Walter Deiter was born on the Peepeekisis Reserve in Saskatchewan (see also Reserves in Saskatchewan; First Nations in Saskatchewan). As a child, Deiter attended residential school at File Hills, Saskatchewan and in southern Manitoba. In 1939, Deiter volunteered to serve with the Royal Regina Rifles in the Second World War. However, before being deployed, he contracted tuberculosis. As a result, he was not deployed. In 1951, he married Inez Wuttunee. Deiter worked as a truck driver and eventually started a landscaping business.
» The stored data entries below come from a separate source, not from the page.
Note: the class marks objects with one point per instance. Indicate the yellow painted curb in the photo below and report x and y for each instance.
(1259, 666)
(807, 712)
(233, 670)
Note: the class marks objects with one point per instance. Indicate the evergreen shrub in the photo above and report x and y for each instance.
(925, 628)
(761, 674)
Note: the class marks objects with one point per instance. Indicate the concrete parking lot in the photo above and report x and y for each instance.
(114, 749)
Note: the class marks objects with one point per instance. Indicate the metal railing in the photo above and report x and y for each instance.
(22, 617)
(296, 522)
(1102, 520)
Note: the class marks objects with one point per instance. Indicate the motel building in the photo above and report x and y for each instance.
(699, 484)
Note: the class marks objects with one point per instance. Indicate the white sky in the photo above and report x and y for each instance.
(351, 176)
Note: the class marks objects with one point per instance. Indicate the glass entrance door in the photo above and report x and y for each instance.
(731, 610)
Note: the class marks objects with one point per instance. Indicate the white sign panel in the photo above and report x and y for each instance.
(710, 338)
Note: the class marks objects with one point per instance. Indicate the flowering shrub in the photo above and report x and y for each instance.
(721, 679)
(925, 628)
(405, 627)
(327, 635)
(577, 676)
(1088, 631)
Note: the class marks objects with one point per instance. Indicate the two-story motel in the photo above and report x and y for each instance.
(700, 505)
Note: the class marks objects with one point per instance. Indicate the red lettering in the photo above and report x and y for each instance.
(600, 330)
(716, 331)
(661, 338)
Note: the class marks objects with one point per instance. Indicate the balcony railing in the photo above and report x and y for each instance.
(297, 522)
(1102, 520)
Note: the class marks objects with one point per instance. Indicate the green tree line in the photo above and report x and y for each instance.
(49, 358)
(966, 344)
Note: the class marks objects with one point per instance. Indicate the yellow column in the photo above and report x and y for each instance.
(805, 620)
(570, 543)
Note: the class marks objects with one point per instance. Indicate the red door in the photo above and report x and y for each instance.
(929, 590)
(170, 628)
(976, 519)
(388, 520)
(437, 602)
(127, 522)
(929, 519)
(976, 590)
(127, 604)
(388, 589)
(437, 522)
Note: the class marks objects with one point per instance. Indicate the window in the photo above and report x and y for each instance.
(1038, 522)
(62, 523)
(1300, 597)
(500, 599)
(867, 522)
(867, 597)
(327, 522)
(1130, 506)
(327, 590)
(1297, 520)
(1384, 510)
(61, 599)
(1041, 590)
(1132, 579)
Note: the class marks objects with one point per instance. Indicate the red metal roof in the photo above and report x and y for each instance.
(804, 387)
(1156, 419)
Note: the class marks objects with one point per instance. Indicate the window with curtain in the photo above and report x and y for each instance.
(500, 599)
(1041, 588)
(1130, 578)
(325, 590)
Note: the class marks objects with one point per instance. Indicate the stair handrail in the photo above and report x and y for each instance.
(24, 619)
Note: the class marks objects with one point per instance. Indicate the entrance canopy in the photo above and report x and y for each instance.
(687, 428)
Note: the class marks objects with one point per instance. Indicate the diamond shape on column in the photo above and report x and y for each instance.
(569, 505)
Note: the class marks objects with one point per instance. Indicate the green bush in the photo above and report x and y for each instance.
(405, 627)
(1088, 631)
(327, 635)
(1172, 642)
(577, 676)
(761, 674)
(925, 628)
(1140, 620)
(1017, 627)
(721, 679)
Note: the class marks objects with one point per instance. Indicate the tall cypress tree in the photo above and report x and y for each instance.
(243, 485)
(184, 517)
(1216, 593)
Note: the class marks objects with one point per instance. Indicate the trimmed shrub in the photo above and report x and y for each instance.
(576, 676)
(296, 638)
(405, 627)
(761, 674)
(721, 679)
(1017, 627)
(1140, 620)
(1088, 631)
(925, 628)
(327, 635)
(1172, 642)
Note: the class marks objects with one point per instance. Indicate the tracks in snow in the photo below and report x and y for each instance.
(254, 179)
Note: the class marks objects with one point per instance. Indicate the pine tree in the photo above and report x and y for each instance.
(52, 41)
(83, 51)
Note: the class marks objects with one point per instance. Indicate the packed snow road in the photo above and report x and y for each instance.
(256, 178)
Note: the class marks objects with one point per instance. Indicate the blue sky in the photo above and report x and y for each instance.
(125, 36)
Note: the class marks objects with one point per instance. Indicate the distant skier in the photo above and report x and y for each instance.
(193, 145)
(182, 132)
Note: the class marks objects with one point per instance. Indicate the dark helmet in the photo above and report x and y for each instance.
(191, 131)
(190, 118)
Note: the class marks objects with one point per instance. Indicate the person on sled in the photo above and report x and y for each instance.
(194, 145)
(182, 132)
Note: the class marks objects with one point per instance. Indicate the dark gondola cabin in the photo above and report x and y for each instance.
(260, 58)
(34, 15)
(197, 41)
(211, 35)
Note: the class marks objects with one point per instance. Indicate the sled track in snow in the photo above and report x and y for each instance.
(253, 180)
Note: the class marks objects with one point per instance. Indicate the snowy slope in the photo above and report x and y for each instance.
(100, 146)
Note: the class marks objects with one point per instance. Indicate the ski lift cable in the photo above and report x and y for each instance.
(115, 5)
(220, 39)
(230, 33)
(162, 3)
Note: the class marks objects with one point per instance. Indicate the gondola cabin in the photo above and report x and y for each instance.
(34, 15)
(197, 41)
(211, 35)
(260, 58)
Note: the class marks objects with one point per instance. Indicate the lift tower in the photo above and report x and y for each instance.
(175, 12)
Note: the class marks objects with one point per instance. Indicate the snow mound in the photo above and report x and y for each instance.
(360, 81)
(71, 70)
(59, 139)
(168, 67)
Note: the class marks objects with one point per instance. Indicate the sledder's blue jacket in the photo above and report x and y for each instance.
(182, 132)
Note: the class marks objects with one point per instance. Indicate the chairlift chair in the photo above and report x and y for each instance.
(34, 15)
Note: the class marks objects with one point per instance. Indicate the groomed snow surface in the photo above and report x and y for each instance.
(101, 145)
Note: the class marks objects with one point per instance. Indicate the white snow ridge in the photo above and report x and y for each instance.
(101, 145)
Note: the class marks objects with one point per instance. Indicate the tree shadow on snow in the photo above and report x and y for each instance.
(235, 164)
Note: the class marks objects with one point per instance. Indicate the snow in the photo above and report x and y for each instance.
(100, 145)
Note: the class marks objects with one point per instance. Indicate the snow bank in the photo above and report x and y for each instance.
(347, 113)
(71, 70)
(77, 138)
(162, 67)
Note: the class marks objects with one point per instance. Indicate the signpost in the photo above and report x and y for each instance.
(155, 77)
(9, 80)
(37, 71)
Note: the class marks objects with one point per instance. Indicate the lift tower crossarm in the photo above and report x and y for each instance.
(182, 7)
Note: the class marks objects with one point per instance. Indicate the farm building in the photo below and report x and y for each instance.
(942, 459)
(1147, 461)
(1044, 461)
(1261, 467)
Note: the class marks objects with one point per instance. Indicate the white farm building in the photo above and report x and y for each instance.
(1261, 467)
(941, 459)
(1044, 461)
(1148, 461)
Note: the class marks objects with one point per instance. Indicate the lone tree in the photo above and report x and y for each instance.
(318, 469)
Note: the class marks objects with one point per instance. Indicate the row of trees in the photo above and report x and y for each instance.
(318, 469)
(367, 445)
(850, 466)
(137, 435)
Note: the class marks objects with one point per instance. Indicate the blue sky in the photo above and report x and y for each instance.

In the late 1950s, Walter Deiter and his wife helped to establish the Saskatoon Friendship Centre (see Friendship Centres). Deiter’s first major political position was as president of the Regina Friendship Centre. Deiter became Chief of the Federation of Saskatchewan Indian Nations (now the Federation of Sovereign Indigenous Nations). Under his leadership, the federation was the first Indigenous organization to receive government funding to support operating costs. Additionally, Deiter helped establish the National Indian Brotherhood (NIB) (see Assembly of First Nations). He became the first National Chief of the NIB (see National Chiefs of the Assembly of First Nations). He held this position from 1968 to 1970.

During his tenure, he helped the NIB establish a national voice and oppose the 1969 White Paper. Ultimately, he was defeated by George Manuel for the position of National Chief of the NIB in 1970.

After his time as National Chief of the NIB, Deiter worked with various Indigenous organizations in Saskatchewan and nationally. He helped establish the Native Alcohol Council and was a senator of the Federation of Saskatchewan Indian Nations. He also served on the band council of Peepeekisis First Nation and helped establish and lead the National Indian Veterans Association.